Am Ende der Spielzeit ist die Bühne im kleinen Theater am Engelsgarten gut gefüllt, bevor sie sich wieder Schritt für Schritt leert. Womit sich der Kreis schließt, denn die Saison 2017/2018 begann mit leerer Bühne und Shakespeares „Der Sturm“. Der englische Dichter kommt auch bei der letzten Premiere durch „Romeo und Julia“ zu Wort. In Peter Turrinis komödiantisch-dramatisch-philosophisch-gesellschaftskritisch-volkstümlichem Stück „Alpenglühen“. Das viele Themen erzählt, die auch die Wuppertaler Spielzeit hatte. Das die Zuschauer immer wieder in die Irre führt. Die Wuppertaler um das „Der Sturm“-Team Marcus Lobbes (Regie und Bühne), Pia Maria Mackert (Kostüme) und Barbara Noth (Dramaturgie) setzen noch eins drauf. Was genau, wollen sie vor der Premiere am 29. Juni nicht verraten.

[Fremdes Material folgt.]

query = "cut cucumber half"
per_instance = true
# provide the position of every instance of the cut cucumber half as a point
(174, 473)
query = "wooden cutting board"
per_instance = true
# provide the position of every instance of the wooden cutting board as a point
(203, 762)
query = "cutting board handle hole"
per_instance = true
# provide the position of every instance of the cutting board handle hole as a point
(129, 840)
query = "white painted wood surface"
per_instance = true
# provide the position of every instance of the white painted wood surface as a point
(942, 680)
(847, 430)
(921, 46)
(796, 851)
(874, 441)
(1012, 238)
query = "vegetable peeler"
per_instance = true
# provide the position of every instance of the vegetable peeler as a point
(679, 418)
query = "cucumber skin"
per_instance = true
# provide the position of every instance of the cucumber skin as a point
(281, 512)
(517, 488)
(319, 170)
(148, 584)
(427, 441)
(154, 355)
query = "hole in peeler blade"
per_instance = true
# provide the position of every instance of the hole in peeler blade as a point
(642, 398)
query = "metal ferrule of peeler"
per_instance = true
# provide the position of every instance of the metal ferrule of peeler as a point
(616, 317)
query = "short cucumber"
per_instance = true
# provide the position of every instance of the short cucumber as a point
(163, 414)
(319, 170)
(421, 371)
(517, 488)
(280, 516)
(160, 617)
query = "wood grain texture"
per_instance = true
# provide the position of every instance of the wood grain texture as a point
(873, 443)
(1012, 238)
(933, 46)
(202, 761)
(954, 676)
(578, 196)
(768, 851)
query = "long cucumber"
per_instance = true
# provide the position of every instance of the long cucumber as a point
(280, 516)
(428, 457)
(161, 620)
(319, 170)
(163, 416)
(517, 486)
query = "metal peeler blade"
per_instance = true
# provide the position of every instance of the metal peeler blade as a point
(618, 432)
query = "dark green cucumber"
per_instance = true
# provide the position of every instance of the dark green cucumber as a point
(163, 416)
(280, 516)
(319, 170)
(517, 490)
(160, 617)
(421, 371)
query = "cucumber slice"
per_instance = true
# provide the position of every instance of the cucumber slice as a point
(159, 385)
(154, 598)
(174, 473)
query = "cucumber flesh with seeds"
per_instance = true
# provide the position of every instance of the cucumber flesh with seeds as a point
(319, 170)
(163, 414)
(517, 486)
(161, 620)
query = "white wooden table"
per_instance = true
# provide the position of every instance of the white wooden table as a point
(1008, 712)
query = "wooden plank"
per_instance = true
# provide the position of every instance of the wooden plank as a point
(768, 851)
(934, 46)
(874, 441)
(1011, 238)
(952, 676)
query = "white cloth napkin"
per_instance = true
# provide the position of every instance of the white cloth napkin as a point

Das Schauspiel gibt Gas, lässt zwei Wochen nach „Die Glasmenagerie“ die nächste Premiere folgen. Was einerseits logistische Gründe hat, andererseits durchaus planvoll und mit Absicht geschieht. „Es ist schon gut, dass wir am Ende der Spielzeit noch mal groß auftreten, das ist auch ein Zeichen“, sagt Intendant Thomas Braus, der bei „Alpenglühen“ wieder mit auf der Bühne steht. Das Stück ist eigentlich für vier Personen gedacht, beteiligt in Wuppertal das ganze Ensemble — teilweise wird es via Ton und Video eingespielt. Auch die Zuschauer werden einbezogen; als vielstimmiger Chor, der österreichisches Liedgut intoniert. In die Hauptrollen des Blinden und seiner Besucherin Jasmine schlüpfen Stefan Waltz, der mittels Brille tatsächlich nichts sehen soll, und Philippine Pachl.

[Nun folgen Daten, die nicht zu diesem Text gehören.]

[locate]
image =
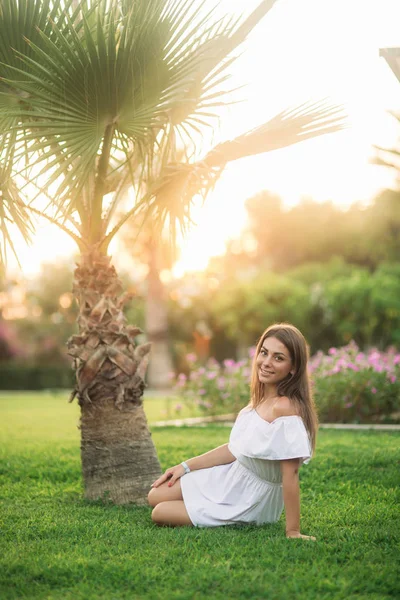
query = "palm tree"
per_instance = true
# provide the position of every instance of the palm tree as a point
(93, 96)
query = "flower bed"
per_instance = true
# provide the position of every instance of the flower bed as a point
(350, 386)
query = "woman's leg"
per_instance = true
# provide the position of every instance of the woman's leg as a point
(163, 493)
(169, 508)
(171, 512)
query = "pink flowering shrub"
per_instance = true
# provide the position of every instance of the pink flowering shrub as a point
(215, 388)
(350, 386)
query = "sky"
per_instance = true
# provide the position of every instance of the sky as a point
(303, 50)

Die beiden begegnen sich in einer einsamen Berghütte in den österreichischen Alpen, wo der alternde Mann lebt, im Dienste des Fremdenverkehrs die Stimmen alpiner Tiere imitiert. Er kann nichts sehen und sehnt sich den Besuch einer einfühlsamen, gebildeten, jungen Frauen herbei. Die kommt auch, und es entspinnt sich ein vielseitiger Dialog über die Frage nach dem Glück. „Wir haben ihre Dauermonologe gekürzt und dafür Stücke aus den umfangreichen Regieanweisungen Turrinis eingesetzt“, erklärt Lobbes. Was soll ein Blinder auch mit Regieanweisungen anfangen.

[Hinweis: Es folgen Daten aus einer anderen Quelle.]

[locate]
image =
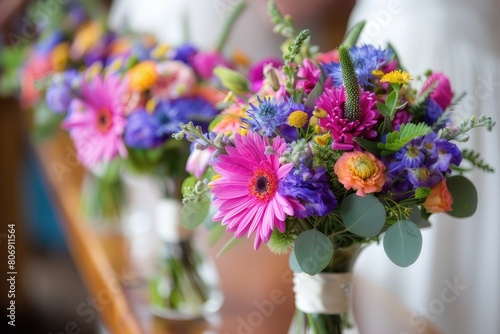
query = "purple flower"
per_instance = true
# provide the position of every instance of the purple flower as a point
(205, 62)
(312, 189)
(185, 53)
(366, 59)
(268, 115)
(342, 129)
(59, 94)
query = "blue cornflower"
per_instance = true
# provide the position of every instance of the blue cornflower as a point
(185, 53)
(312, 189)
(366, 58)
(268, 115)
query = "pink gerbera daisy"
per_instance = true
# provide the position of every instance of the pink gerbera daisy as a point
(247, 191)
(344, 130)
(96, 120)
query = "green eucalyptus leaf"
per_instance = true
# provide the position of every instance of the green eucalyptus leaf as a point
(313, 251)
(403, 243)
(313, 95)
(383, 109)
(216, 232)
(193, 213)
(363, 216)
(464, 195)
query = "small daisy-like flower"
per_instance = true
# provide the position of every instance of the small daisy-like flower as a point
(361, 171)
(267, 116)
(298, 119)
(400, 77)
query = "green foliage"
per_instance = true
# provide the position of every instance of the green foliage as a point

Ansonsten aber halte man sich an die Vorlage des österreichischen Autors (Jahrgang 1944), das 1993 im Wiener Burgtheater unter Claus Peymann uraufgeführt wurde. Jedenfalls was die Länge von einer Stunde und 40 Minuten angehe. Solange dauert die Reise, die die Zuschauer durch die Möglichkeiten theatralischer Darstellungsmöglichkeiten unternehmen. Turrini, der sich selbst einen Heimatdichter nannte und für seine provokaten (Volks-)Stücke bekannt wurde, setzt das Stück aus drei Teilen zusammen, die man „Der Opa und die Hure“, „Der Nazi und die Sekretärin“ und „Die Theatermacher“. betiteln könnte.
In Wuppertal sehen die Besucher erst mal nichts — damit sie sich in den Kopf des Blinden versetzen können, die „Welt oder das Alpenpanorama im Kopf anschmeißen“, meint Lobbes. Also wie Hauptdarsteller Waltz — der nichts sieht oder etwa doch? Barbara Noth erklärt: „In der Realität wird viel behauptet, was nicht der Wahrheit entspricht. Im Theater ist von vornherein klar, dass alles Schwindel ist, und wir kommen am Ende zu einer eigenen Wahrheit.“ Schein oder Sein — auch dieses Thema passt perfekt zur Wuppertaler Spielzeit.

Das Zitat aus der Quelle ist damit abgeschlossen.